We were used to building stuff in static, strongly typed languages. We had powerful IDE support, stable libraries, old and proven frameworks. There was always the right tool, the right library, the right idiom, the right way.

There was confidence and security in the well known world of stuff you already tried and built. The confidence that came from the knowledge of how difficult or easy something could be. The skill of estimation was fine tuned, and the feeling for effort was strong.

It was not the fact that nothing could go wrong that was comforting. It was the power to know what, when and where could go wrong.

An anxiety-neutral condition, with limited set of behaviors to deliver a steady level of performance, usually without a sense of risk.

A true comfort zone.

Then we chose Node.js for a project. We are yet to see how wise a decision that was business wise, but it was certainly good for the soul.


... but it was certainly good for the soul.

How so? Are you building new kinds of applications that you couldn't or wouldn't have built using familiar, reliable tools?

I'm curious because there's a sort of risk for risk's sake feel to your comment.

It seems like loosening the bolts on a car and then driving to the same old places; there's a thrill to be sure but you don't end up anyplace new.


Maybe that was my point. I am not sure. You see, a new technology was considered and eventually chosen because it was a different kind of project. And so it happened that Node was a perfect fit for the job and a good opportunity to try it out. It is still to be determined if the choice was correct.

It is better to get out of your comfort zone not by doing the same thing in a new way, but by doing a new thing. You are bored with your job? Its not Java, or c#, or c that is boring. It is the stuff you are using it for and the way you are using it.

Anyway, Node is an excellent tool. Just don't use it as an easy way out of your comfort zone.


The main point of my blog post was to show our positive experience by using something new to build something new. I'm not talking about renewing your existing backend, changing your perfect PHP implementation to Node.js, I'm talking about our story of choosing a platform for our new project and suggesting people out there to be open to trying new platforms according to their needs. I know the feeling, I did the same before. I have used PHP for projects that I had better alternatives for, just because it felt comfortable and hassle-free.

In our case we have tried several other platforms/languages and the best fit was Node.js for us. “Do the research, be a developer not just an X language developer” would probably sum up my whole point.

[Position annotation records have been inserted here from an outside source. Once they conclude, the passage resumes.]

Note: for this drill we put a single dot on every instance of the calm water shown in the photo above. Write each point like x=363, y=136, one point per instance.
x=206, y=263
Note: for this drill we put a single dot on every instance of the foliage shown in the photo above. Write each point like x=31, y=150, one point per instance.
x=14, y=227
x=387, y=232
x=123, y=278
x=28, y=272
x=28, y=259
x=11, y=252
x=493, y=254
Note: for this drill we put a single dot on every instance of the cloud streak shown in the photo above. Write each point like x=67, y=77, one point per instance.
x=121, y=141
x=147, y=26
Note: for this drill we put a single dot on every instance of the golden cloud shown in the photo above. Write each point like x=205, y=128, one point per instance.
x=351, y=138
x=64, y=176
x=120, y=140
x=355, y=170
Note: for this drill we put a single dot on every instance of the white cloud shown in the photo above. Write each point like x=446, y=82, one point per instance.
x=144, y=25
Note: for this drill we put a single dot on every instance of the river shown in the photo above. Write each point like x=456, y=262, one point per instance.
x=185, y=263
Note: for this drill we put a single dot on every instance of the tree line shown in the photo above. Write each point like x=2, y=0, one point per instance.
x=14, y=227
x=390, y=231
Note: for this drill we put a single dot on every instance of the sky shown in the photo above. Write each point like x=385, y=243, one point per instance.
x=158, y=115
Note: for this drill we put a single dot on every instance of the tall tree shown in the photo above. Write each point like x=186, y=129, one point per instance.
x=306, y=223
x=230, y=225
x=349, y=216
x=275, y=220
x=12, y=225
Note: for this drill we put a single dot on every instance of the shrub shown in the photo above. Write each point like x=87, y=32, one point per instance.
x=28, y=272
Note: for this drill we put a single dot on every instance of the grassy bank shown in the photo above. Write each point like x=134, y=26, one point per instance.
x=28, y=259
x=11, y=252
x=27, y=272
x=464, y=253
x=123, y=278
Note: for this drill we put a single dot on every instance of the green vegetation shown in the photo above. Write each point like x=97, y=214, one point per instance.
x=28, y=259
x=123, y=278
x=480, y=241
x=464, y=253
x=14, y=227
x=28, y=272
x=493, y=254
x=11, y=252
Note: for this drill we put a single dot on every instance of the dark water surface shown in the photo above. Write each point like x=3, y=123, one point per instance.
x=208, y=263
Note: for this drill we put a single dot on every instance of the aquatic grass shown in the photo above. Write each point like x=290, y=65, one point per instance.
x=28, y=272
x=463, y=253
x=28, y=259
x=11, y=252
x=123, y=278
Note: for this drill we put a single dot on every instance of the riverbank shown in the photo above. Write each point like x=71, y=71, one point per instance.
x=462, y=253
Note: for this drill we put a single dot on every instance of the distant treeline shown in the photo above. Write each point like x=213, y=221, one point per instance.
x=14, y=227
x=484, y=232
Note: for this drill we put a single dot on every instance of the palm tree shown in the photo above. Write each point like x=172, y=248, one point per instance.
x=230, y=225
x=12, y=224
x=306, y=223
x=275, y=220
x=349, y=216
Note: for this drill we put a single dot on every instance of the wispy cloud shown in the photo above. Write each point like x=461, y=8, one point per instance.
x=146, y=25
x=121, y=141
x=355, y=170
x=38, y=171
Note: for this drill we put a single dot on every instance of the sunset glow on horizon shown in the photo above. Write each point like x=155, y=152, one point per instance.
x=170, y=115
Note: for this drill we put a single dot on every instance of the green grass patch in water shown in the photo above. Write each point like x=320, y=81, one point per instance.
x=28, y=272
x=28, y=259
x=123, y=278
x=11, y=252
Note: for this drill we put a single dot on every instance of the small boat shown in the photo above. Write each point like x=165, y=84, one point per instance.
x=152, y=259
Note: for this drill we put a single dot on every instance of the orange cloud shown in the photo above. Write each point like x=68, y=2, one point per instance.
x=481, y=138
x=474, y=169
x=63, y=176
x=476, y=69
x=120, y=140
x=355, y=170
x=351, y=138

I think there was some really awesome benefits of nodejs that are worth mentioning. I recently finished migrating our old .NET API to NodeJS and found:

1) persistant connections, we deal with massive concurrency and remote connections to just about anything external (even on same network) could be saturated and overwhelmed so quickly

2) pseudo-caching data in the background, things like game configuration etc we just keep loading over and over on an interval so wherever possible we just have whole mongo collections and db tables sitting there in ram always fairly fresh

3) mirroring our application-wide redis cache locally on each server in the background so whenever we do get a cache hit it's insanely fast

These are probably the coolest things I found moving our analytics api to nodejs.

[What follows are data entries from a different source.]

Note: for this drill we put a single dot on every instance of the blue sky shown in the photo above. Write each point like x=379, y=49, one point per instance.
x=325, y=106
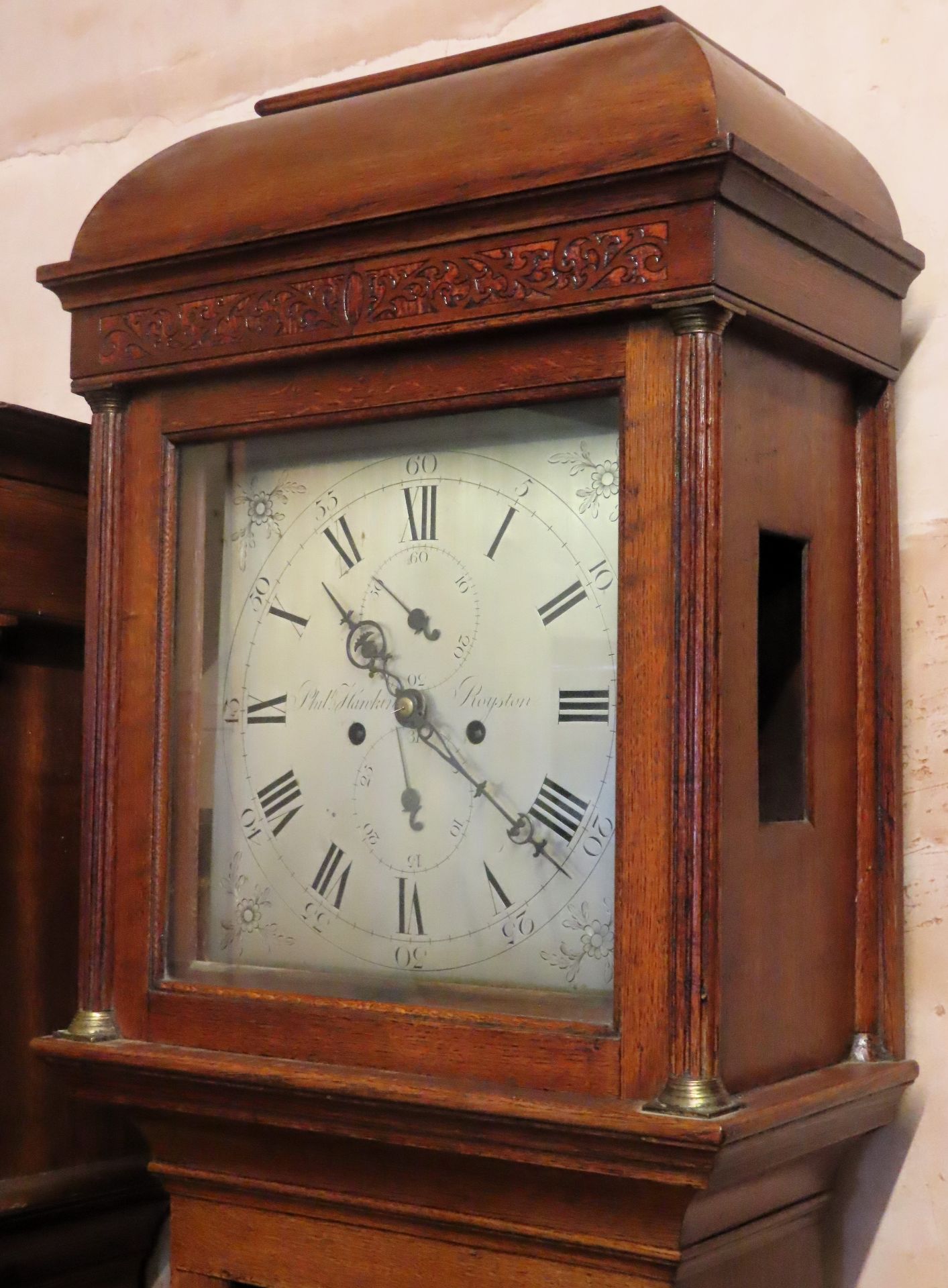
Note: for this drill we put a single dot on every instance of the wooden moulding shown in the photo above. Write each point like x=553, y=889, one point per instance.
x=880, y=969
x=311, y=1152
x=97, y=893
x=710, y=186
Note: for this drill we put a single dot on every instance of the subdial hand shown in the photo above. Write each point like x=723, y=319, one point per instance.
x=417, y=619
x=521, y=830
x=365, y=647
x=411, y=799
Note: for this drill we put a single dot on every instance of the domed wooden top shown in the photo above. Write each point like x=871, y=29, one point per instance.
x=606, y=99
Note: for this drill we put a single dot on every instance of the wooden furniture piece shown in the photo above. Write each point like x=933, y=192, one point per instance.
x=617, y=227
x=76, y=1205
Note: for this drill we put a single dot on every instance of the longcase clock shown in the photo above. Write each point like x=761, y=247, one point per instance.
x=492, y=851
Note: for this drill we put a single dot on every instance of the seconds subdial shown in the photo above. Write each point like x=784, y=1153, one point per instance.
x=429, y=604
x=409, y=839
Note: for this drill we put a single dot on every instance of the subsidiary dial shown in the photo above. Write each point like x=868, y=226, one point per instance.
x=411, y=812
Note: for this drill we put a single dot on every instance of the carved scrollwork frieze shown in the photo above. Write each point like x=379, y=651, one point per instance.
x=578, y=266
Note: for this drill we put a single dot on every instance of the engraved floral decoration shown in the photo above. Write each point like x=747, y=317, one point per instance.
x=250, y=914
x=580, y=264
x=263, y=518
x=595, y=943
x=603, y=480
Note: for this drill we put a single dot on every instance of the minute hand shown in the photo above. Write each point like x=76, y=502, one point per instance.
x=521, y=830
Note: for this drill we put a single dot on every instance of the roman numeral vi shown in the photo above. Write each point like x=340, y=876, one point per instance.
x=409, y=910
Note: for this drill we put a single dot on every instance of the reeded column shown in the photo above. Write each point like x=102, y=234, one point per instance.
x=93, y=1020
x=694, y=1086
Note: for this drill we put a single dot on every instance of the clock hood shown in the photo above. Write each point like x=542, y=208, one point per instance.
x=598, y=101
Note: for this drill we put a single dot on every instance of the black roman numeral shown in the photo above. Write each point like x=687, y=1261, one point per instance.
x=500, y=900
x=560, y=604
x=299, y=624
x=276, y=798
x=421, y=504
x=409, y=910
x=503, y=529
x=588, y=705
x=330, y=880
x=351, y=555
x=270, y=711
x=558, y=809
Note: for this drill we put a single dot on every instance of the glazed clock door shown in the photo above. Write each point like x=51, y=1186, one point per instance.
x=403, y=782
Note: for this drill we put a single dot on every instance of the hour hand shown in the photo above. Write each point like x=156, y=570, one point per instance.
x=346, y=614
x=365, y=644
x=417, y=619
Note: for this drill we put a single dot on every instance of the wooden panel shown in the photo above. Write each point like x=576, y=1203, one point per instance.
x=43, y=543
x=787, y=888
x=40, y=711
x=277, y=1250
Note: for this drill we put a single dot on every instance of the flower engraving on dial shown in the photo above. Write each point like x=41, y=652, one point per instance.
x=595, y=943
x=603, y=483
x=431, y=606
x=250, y=915
x=262, y=515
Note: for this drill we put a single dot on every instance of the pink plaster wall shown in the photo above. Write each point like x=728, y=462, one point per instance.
x=89, y=88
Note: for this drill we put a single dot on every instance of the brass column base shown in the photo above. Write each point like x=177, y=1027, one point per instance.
x=693, y=1097
x=91, y=1027
x=868, y=1049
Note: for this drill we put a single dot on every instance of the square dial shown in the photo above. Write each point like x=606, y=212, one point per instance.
x=402, y=786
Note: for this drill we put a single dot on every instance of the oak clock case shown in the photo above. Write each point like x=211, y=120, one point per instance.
x=410, y=644
x=494, y=708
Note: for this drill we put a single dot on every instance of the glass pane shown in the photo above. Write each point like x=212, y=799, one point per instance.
x=393, y=715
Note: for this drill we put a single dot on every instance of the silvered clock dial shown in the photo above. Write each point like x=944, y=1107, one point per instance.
x=411, y=789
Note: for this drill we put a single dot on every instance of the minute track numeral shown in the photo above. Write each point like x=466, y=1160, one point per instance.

tl;dr: we tried something new, namely node.js. We liked it. You too should try something new from time to time.

What's newsworthy about this post, beyond being positive to a project that everyone seems to like (including me)?


Adding to

  if buzzword_count['node.js'] > x: required_qualification_keywords.append('node.js')


Thank you. The article was not easy to scan quickly - too few paragraphs.


Because occasionally posts tend to focus around people defending their well worn, trusty tools against these new upstarts.


I am so tired of reading complaints about PHP performance only to realize that the author uses some bloated, over-engineered framework like Cake or (much worse) library like Smarty. What do you expect?

Yes, high-level design matters. Ever since I switched to my own framework in 2005, most of the pages on my websites generate in less than .1 second, and that's without extensive caching, often on cheap VPS. There is nothing fancy about it, just simple, straightforward system design that doesn't fight the language and pretend like I'm coding Java.


I've rewritten entire python codebase of my company in node.js several weeks ago.

I like the 'purity' of it all now. It irks me still that js isn't really comforting at actual scripting.


That's a real pity. You probably would have been hugely better off with gevent instead. Using gevent isn't quite as good as using a language with a true preemptive runtime, but it's way easier to work with than nested callback spaghetti.

Anyone else considering Python -> Node, look very carefully at gevent first. Not only can you save the rewrite, you can end up with a better solution at the end too.

http://www.gevent.org/


Looking at the changelog and the pace of releases is very heartening!